Objective: Neurally adjusted ventilatory assist (NAVA) is a new ventilator modality with an innovative synchronization technique. Our aim is to verify if NAVA is feasible and safe in terms of physiological and clinical variables in infants recovering from severe acute respiratory distress syndrome (ARDS).
Design: This is a pilot nested study to help future trial design.
Setting: The study was performed in third-level academic pediatric intensive care units.
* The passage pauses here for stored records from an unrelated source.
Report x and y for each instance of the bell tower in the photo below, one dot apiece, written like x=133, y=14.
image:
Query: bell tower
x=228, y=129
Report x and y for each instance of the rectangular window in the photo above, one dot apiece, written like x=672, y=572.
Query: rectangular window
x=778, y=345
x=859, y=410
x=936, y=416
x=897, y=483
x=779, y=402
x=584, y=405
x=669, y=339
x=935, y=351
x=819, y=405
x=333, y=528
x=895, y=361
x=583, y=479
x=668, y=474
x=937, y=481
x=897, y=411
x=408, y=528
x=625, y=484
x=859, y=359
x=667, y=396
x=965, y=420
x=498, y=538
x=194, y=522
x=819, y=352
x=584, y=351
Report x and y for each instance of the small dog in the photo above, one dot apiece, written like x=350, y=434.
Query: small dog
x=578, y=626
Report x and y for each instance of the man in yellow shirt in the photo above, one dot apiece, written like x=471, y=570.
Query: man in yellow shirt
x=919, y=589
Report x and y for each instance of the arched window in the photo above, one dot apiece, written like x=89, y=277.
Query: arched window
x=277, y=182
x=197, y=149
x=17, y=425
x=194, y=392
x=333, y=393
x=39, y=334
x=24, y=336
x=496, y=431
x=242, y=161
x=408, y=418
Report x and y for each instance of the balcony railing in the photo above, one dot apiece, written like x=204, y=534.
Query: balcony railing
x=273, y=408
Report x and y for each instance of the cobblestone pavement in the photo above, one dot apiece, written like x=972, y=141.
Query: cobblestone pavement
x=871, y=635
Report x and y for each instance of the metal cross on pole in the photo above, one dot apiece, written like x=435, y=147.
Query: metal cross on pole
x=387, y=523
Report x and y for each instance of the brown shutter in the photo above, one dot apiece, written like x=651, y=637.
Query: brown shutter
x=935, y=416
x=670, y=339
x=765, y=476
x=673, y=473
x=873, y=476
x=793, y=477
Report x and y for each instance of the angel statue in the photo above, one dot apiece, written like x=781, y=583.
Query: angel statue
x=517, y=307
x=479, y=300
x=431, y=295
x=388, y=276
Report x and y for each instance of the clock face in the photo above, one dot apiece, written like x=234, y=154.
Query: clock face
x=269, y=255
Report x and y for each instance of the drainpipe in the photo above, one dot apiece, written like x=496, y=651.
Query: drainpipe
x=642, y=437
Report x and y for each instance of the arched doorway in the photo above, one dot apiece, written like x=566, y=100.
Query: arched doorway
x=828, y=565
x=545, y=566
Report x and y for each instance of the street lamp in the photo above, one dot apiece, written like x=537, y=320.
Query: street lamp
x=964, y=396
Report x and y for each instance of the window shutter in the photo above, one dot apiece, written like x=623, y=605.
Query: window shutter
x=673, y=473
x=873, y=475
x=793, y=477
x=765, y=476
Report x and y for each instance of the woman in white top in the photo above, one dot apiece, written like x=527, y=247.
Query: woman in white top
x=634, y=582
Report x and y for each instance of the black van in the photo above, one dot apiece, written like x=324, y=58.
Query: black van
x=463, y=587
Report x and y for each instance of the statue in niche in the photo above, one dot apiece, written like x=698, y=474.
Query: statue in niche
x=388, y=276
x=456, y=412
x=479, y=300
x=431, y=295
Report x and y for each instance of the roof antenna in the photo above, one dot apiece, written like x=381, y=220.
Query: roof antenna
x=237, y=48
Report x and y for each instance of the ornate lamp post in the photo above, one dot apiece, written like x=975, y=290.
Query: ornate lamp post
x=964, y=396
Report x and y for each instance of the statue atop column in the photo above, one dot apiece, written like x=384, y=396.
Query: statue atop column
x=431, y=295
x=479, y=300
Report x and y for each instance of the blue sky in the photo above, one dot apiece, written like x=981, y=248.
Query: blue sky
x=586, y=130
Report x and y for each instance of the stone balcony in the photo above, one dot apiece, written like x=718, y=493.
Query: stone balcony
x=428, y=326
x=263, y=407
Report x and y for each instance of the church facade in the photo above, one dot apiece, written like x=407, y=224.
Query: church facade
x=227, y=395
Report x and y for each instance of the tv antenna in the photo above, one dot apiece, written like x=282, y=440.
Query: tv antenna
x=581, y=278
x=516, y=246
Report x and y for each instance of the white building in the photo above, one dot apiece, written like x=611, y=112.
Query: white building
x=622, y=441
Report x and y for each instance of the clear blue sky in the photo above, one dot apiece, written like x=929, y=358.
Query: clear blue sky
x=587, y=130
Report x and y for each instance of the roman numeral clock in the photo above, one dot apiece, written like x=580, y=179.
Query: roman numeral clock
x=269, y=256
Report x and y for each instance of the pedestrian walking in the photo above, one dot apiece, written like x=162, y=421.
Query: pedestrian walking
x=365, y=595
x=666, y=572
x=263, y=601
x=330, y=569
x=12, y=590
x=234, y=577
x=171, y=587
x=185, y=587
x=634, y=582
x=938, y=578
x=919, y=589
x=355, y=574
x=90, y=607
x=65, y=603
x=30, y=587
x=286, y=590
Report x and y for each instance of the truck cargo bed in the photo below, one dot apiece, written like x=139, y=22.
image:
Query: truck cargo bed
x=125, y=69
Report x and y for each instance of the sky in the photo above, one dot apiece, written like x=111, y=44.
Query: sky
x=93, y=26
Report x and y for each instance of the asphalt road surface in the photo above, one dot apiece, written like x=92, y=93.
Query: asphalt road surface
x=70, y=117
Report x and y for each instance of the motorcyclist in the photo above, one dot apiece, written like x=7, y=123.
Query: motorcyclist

Patients: Infants affected by severe ARDS requiring high-frequency ventilation and weaned with NAVA during 2010 were included. Controls (2:1 ratio) were ARDS infants weaned with pressure support ventilation (PSV) during 2008-2009 matched for age, gas exchange impairment, and weight.
Main outcome measures: The main outcome measures were the physiological and ventilator parameters and the duration of ventilator support in PSV or NAVA.
Results: Ten infants treated with NAVA and 20 with PSV were studied. Heart rate (P < .001) and mean arterial pressure (P < .001) increased less during NAVA than during PSV. Similarly, Pao2/Fio2 ratio decreased less in NAVA than in PSV (P < .001). Neurally adjusted ventilatory assist also resulted in lower Paco2 (P < .001) and peak pressure (P = .001), as well as higher minute ventilation (P = .013). COMFORT score (P = .004) and duration of support were lower in NAVA than in PSV (P = .011).
Conclusions: Neurally adjusted ventilatory assist is safe and suitable in infants recovering from severe ARDS. It could provide better results than PSV and is worth to be investigated in a multicenter randomized trial.
Keywords: ARDS; Infants; Mechanical ventilation; NAVA; Pressure support; Weaning.